Arcelor Mittal reprend confiance
Au cours d’une conférence à New York, le PDG du leader mondial de la production d’acier a présenté les nouveaux axes de développement de son entreprise et dressé un bilan de la situation actuelle de son groupe.
A l’occasion d’une conférence organisée par l’American Metal Market à New York, Lakshmi Mittal a annoncé que son groupe allait revoir sa stratégie de développement en misant sur les pays émergents, plutôt que sur les pays développés. Le PDG a reconnu que les perspectives de croissance étaient faibles en Amérique du Nord et en Europe. «Nous devons identifier quels marchés proposeront une croissance à long terme.

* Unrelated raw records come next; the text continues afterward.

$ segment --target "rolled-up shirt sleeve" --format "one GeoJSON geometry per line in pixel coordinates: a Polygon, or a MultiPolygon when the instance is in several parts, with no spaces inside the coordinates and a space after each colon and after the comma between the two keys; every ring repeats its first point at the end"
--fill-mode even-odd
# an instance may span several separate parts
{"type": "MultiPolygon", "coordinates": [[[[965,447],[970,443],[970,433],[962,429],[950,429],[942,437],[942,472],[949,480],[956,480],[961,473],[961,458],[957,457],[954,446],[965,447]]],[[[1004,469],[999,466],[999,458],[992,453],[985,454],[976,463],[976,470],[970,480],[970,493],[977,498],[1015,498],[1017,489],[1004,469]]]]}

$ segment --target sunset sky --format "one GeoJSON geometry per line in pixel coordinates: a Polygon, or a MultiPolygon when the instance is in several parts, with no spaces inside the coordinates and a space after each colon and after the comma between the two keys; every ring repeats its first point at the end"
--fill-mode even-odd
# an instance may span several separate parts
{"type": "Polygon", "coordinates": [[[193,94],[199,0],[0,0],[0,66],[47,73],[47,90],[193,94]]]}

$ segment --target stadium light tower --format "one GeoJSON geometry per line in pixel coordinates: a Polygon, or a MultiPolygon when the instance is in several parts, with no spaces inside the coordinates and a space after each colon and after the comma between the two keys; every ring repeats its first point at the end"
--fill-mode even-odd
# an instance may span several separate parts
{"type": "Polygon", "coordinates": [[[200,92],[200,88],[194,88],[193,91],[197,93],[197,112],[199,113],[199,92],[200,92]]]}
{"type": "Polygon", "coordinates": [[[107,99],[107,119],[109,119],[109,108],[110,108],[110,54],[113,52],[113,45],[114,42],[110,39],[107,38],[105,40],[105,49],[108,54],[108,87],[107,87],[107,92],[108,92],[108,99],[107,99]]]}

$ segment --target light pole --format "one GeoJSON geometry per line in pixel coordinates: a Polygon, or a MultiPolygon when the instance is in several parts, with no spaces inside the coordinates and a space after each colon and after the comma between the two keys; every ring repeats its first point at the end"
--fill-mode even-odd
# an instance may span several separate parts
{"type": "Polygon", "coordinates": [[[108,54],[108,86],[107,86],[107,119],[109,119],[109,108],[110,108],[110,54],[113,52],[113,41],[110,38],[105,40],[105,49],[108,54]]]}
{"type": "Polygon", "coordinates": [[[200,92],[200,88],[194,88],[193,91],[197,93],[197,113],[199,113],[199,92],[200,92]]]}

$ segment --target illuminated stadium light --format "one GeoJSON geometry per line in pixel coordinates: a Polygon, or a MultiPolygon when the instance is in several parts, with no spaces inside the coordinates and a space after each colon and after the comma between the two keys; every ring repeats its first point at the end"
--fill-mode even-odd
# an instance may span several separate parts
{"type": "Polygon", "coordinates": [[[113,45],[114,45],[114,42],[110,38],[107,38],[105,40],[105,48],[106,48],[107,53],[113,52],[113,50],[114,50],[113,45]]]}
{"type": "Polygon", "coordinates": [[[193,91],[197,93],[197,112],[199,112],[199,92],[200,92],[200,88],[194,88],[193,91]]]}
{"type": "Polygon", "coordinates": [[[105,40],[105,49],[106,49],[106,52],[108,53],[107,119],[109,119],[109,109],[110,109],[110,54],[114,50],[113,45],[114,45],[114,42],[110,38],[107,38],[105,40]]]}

Ce sera la Chine et les autres pays émergents qui conduiront la croissance future de notre industrie» a-t-il déclaré en précisant que dans l’immédiat le groupe ne prévoyait pas de fermetures d’usines en Europe ou aux Etats-Unis.
Charles Bradford, analyste chez Arcelor a souligné que le groupe avait «probablement trop d’usines dans les pays développés et qu’il fallait désormais s’orienter vers les économies naissantes». Le fils de Lakshmi, Aditya Mittal, directeur financier du groupe a quant à lui indiqué que l’objectif était désormais que 50% de la production vienne des pays en voie de développement contre 40% actuellement.
Rebond de la demande dans les pays émergents
Par ailleurs, le patron du plus gros producteur d’acier au monde a également profité de ce rassemblement pour annoncer la reprise de l’activité de certaines de ces usines, notamment en Europe de l’Est et en Amérique du Sud. Lakshmi Mittal a constaté quelques signes de reprise dans le secteur sidérurgique, notamment «sur les marchés émergents» où «la situation s’améliore dans des endroits comme le Brésil et la Chine. Nous voyons aussi un rebond de la demande aux Etats-Unis». Pour mémoire, la compagnie avait réduit de 15% sa production globale pour limiter les impacts de la récession, entrainant des milliers de suppressions d’emplois, les régions les plus touchées étant l’Europe et les Etats-Unis.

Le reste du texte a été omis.